Plan B in Connecticut
Connecticut bishops urged to reverse Plan B decision

.- The Catholic Media Coalition (CMC) has urged the Catholic Bishops of Connecticut to withdraw their decision approving the administration of the potentially abortifacient "Plan B" drug to rape victims at Catholic hospitals in the state.

CMC president Mary Ann Kreitzer wrote a letter to the Connecticut bishops arguing that Plan B and other abortifacient drugs render the womb hostile to newly conceived life and are therefore immoral. 

Connecticut law has recently begun to require hospitals to supply such treatment to rape victims.  It has also forbidden any ovulation tests, which had been used previously to ensure that newly fertilized embryos wouldn’t be endangered by the treatment.

The Connecticut bishops claimed the administration of Plan B was acceptable in the cases where Connecticut law mandated its use because of doubt about the precise effects of the drug.  "Administration of Plan B pills in this instance cannot be judged to be the commission of an abortion," they wrote.

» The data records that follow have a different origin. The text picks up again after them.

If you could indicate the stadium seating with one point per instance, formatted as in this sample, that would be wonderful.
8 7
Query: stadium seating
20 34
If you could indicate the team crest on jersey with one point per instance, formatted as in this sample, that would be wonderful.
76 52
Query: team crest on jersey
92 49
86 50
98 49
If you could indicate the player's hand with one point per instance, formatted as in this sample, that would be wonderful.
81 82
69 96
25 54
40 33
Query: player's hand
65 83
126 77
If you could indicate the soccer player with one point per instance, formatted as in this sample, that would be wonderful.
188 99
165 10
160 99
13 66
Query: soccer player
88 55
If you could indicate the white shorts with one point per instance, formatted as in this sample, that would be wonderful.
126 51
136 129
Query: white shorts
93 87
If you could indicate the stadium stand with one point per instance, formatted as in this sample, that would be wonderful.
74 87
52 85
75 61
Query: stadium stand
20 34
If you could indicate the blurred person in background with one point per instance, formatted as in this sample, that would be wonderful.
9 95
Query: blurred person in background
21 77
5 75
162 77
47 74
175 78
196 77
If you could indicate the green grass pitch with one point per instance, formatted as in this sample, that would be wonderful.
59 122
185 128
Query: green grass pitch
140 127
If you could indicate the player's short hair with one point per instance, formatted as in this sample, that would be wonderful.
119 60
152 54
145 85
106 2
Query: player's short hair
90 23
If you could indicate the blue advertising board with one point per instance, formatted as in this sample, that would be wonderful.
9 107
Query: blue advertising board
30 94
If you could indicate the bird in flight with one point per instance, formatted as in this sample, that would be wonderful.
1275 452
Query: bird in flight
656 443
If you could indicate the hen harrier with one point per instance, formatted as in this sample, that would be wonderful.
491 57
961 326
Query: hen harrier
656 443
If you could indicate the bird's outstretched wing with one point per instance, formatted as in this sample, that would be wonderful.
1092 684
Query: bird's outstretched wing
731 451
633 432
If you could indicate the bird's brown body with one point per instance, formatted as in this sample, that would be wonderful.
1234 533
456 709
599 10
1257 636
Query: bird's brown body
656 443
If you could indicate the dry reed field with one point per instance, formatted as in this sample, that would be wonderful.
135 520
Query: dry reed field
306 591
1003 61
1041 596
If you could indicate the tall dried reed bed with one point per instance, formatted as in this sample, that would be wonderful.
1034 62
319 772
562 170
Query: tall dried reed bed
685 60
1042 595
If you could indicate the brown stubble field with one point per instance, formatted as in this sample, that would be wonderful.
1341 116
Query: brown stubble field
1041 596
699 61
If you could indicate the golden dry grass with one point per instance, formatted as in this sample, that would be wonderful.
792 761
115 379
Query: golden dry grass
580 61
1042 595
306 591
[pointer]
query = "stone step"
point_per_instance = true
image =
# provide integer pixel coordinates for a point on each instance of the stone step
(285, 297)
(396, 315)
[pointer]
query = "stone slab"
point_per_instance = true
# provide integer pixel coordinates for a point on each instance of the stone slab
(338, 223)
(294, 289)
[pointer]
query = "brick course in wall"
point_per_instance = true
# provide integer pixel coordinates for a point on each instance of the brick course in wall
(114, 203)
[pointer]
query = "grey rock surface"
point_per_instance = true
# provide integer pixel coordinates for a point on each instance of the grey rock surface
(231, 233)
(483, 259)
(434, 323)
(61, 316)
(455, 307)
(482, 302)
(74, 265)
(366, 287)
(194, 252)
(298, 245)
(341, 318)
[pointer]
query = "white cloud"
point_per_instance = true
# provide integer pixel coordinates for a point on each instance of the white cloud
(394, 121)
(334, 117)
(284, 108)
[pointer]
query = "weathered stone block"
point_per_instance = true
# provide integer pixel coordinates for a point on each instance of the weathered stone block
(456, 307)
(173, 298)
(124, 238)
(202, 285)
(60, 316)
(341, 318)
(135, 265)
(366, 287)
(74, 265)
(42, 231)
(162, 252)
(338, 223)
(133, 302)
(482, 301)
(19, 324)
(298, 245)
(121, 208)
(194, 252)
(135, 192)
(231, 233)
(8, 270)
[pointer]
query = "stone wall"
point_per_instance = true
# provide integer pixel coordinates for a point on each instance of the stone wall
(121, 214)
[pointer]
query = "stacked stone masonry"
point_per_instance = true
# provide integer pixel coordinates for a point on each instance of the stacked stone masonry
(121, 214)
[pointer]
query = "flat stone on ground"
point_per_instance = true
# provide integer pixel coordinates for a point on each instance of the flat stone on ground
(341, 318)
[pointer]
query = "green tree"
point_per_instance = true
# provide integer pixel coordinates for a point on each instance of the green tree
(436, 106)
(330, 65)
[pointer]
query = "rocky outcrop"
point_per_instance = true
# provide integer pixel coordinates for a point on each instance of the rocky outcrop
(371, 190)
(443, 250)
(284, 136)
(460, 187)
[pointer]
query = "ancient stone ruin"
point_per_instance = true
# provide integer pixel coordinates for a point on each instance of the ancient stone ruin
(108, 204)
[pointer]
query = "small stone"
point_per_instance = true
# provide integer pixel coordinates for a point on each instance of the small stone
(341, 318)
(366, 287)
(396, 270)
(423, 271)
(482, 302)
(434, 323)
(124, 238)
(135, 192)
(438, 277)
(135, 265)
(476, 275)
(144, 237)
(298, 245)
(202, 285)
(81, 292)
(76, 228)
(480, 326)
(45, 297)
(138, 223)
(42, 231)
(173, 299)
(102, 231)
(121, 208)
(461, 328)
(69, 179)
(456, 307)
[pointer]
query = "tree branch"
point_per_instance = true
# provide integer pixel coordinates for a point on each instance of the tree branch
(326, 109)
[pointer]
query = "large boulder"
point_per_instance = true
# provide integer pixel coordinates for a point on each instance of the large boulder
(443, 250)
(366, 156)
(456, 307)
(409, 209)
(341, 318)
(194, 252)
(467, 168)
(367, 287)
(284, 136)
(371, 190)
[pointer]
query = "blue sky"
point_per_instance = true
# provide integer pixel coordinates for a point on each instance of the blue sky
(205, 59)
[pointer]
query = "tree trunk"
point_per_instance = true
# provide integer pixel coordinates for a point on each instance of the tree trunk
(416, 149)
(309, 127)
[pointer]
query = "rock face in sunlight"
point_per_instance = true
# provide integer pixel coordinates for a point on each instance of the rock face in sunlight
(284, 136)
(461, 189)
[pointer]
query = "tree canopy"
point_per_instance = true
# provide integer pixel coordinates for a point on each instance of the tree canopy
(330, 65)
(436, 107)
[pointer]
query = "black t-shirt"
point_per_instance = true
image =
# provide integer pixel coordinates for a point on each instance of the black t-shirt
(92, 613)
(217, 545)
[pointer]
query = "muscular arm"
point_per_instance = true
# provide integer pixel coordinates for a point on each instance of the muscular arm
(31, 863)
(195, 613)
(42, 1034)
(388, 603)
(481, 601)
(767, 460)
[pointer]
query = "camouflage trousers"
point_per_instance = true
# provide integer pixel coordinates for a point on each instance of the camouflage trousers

Ms. Kreitzer denied that there is in fact doubt about the effects of Plan B:  "Not only does the manufacturer of the Plan B regimen admit that one of the drug's modes of action is to prevent implantation of a developing baby, but the FDA states it as well."

She expanded her position in a commentary accompanying the letter's release:

"Rape is a horrible crime.  Women need help and support at such a time. But the fact that the woman is the victim of a violent act cannot justify her committing a violent act against her innocent unborn child. It's a grave scandal to have Catholic bishops approve the use of this abortion drug. Their capitulation encourages further coercion by the government against the Church. No less than our First Amendment freedom of religion is at stake."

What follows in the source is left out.